Pero él, y no la oposición, es responsable de haber decretado emergencias en casi todos los sectores para contratar en condiciones excepcionales. Él es el responsable de apoyar un modelo económico que desincentiva la producción, la iniciativa y la inversión privadas.
Él, y no la oposición, es responsable de haber ofrecido el país ideal y después no poder cumplir el sueño. Las leyes apresuradas o sin consenso son el resultado de su visión controladora y de un Legislativo obsecuente con la llamada revolución ciudadana. Pero los revolucionarios son autoindulgentes pues se trata, como se ha vuelto frecuente escuchar, de un proyecto “en construcción”…
Él, y no la oposición, es responsable de no haber organizado un partido político y de pretender controlar a la sociedad a través de instancias estatales de las cuales dependa la organización social.
Él es responsable de haber creado un entorno internacional hostil. Si ahora decide apoyar a las regiones separatistas en Georgia, para satisfacer los intereses rusos, él será responsable de alterar uno de los principios básicos de la diplomacia nacional, con todas sus consecuencias.

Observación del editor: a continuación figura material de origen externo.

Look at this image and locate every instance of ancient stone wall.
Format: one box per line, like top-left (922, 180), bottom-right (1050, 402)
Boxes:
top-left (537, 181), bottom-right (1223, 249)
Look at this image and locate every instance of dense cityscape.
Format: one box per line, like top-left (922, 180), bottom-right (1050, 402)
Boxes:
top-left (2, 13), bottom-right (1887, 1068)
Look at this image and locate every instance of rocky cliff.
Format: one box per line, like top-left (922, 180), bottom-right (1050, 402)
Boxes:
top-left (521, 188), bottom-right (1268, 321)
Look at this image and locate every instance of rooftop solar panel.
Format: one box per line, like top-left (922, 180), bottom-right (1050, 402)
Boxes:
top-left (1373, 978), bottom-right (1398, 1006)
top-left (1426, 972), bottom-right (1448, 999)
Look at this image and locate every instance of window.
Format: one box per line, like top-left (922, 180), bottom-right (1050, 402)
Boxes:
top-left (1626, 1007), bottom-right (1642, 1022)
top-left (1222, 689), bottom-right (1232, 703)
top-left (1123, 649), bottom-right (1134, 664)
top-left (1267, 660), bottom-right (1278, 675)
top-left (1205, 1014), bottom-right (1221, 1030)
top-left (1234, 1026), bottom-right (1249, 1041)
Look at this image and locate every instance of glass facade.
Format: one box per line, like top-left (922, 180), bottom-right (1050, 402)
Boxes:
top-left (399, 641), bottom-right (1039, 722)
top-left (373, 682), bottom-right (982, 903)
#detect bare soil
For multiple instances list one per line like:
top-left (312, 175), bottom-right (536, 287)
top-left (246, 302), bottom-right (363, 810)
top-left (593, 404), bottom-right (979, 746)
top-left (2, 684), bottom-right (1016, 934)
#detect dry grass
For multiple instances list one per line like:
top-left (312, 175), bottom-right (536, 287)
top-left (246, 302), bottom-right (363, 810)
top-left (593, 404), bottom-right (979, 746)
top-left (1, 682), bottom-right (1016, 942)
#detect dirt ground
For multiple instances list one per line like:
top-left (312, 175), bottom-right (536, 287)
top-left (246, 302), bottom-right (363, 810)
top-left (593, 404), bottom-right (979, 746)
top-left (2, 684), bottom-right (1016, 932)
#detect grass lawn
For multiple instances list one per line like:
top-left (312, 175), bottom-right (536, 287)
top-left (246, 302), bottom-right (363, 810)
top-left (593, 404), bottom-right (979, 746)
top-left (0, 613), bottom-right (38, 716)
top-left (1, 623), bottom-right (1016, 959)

Haber acumulado procesos arbitrales en contra del país en los tribunales internacionales tampoco es culpa de la oposición.
La descalificación del contrario, sin ser su patrimonio, es parte del estilo presidencial. Y el problema generado por su hermano mayor, Fabricio, es el fruto de unas relaciones familiares y políticas mal procesadas en donde están en juego aspectos emocionales e irracionales de los cuales no puede hacerse cargo el resto del mundo sino el entorno familiar presidencial.
Culpar a la oposición de la acción o de la omisión gubernamental es tan absurdo como si el presidente Álvaro Uribe culpara a la oposición de su proximidad con Estados Unidos y del acuerdo que acaba de firmar para el uso de bases militares. Valentía no es buscar bonitos lugares para morir sino asumir las responsabilidades.